AS ANOTAÇÕES DURANTE A ENTREVISTA

        Geralmente, se alguém pede que expresse minha opinião a respeito da conveniência de anotar o transcurso de uma entrevista, considerando tal ação do ponto de vista de seu efeito sobre o psiquiatra e sobre o paciente. Há uma grande variação entre as pessoas, referente ao grau no qual um certo comportamento ou conduta é automático. Dessa maneira, pode haver pessoas tão competentes em taquigrafia que podem anotar, quase automaticamente, uma grande parte do que estão escutando, porém sem que isso atrapalhe a atenção de sua mente consciente na tarefa de participar do trabalho da entrevista. Pode até haver pessoas capazes de fazer anotações que serão úteis posteriormente, sem por isso desviar em absoluto sua atenção durante a entrevista. As únicas vezes que fiz anotações durante uma entrevista, com a sensação de que não comprometeria o trabalho a realizar, foi com pacientes cujo ritmo de produção era muito lento: certos esquizofrênicos perturbados e um paciente que sofria de grande desordem na região entre a esquizofrenia e o mal obsessivo. Os pacientes esquizofrênicos experimentam uma grande dificuldade no que se refere a completar as frases que iniciam. Muitas vezes se perdem antes de terminar a frase, falam relativamente com pouca freqüência, perdendo muito tempo em iniciar e finalizar. Por estar profundamente interessado, de forma teórica, em saber como era aquela desordem de pensar e falar, registrei as horas transcorridas com alguns esquizofrênicos perturbados. Tive um paciente que falava tão lentamente e possuía um estado teoricamente tão importante, que escrevi ao pé da letra tudo que disse. Lamentavelmente, temo que essa transcrição não estará à disposição para a posteridade, porque não é possível "traduzir" aquilo que escrevo sem perder duas ou três vezes mais tempo do que apliquei em conduzir a entrevista. E isso, a seu modo, relata uma história: o fato de que eu não estava prestando atenção suficiente para escrever legivelmente sugere que estava muito ocupado em outra coisa. E o inverso disso é, mais ou menos, minha opinião no que se refere a tomar notas: se se presta a estas anotações atenção suficiente até o ponto de que sejam legíveis, isso pode muito bem interferir em coisas muito mais importantes para o paciente, já não para o psiquiatra.

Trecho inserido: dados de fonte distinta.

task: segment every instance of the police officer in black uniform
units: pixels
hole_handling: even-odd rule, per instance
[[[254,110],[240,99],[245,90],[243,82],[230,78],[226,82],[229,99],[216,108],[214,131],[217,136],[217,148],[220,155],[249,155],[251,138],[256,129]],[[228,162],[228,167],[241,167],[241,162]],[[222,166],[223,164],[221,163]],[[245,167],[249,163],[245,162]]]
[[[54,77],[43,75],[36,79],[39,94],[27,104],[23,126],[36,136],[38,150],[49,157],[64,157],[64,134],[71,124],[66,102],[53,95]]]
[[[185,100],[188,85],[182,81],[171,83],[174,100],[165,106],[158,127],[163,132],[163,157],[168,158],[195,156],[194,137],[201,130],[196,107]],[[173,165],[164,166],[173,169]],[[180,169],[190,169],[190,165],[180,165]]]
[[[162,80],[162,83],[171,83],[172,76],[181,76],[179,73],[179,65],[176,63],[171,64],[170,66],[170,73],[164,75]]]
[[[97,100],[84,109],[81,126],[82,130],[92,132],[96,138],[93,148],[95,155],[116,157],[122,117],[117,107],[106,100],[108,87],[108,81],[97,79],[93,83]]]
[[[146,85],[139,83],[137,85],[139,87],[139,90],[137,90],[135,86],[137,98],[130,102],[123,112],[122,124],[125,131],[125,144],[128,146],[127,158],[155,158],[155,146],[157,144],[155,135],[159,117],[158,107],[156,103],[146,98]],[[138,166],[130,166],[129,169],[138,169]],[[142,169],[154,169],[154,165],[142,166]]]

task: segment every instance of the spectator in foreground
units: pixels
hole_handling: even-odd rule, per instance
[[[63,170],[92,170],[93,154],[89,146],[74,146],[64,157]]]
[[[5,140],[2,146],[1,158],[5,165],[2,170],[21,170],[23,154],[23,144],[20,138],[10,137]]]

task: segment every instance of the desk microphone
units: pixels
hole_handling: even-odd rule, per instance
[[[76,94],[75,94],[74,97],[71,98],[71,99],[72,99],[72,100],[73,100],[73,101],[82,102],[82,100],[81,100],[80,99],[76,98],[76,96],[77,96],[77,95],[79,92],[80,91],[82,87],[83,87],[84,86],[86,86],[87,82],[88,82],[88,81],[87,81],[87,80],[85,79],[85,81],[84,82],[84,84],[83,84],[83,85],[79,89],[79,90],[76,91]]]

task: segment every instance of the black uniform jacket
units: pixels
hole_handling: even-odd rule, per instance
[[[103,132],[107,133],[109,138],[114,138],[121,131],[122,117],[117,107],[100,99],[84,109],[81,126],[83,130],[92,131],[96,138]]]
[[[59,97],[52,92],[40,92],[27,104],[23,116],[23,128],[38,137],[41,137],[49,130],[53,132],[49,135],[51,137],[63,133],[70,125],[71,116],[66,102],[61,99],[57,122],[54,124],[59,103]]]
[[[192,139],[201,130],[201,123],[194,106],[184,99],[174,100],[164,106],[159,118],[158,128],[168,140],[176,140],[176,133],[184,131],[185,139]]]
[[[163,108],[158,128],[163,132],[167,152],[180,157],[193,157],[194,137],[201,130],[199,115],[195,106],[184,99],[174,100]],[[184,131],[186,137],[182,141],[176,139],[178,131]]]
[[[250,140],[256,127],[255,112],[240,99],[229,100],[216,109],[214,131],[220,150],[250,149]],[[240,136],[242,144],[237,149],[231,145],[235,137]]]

         O psiquiatra realiza, segundo se supõe, três coisas: estuda o que o paciente pode querer dizer com aquilo que expressa; estuda a melhor maneira em que ele mesmo pode expor o que deseja comunicar ao paciente; e, ao mesmo tempo, observa o tempo geral dos assuntos que se comunicam ou que estão discutindo. Além disso, tomar notas que tenham um valor mais que evocativo, ou que cheguem proximamente a constituir uma constância verbatim (literalmente) do quanto foi dito na entrevista, na minha opinião, é algo que está acima da capacidade da maior parte dos seres humanos.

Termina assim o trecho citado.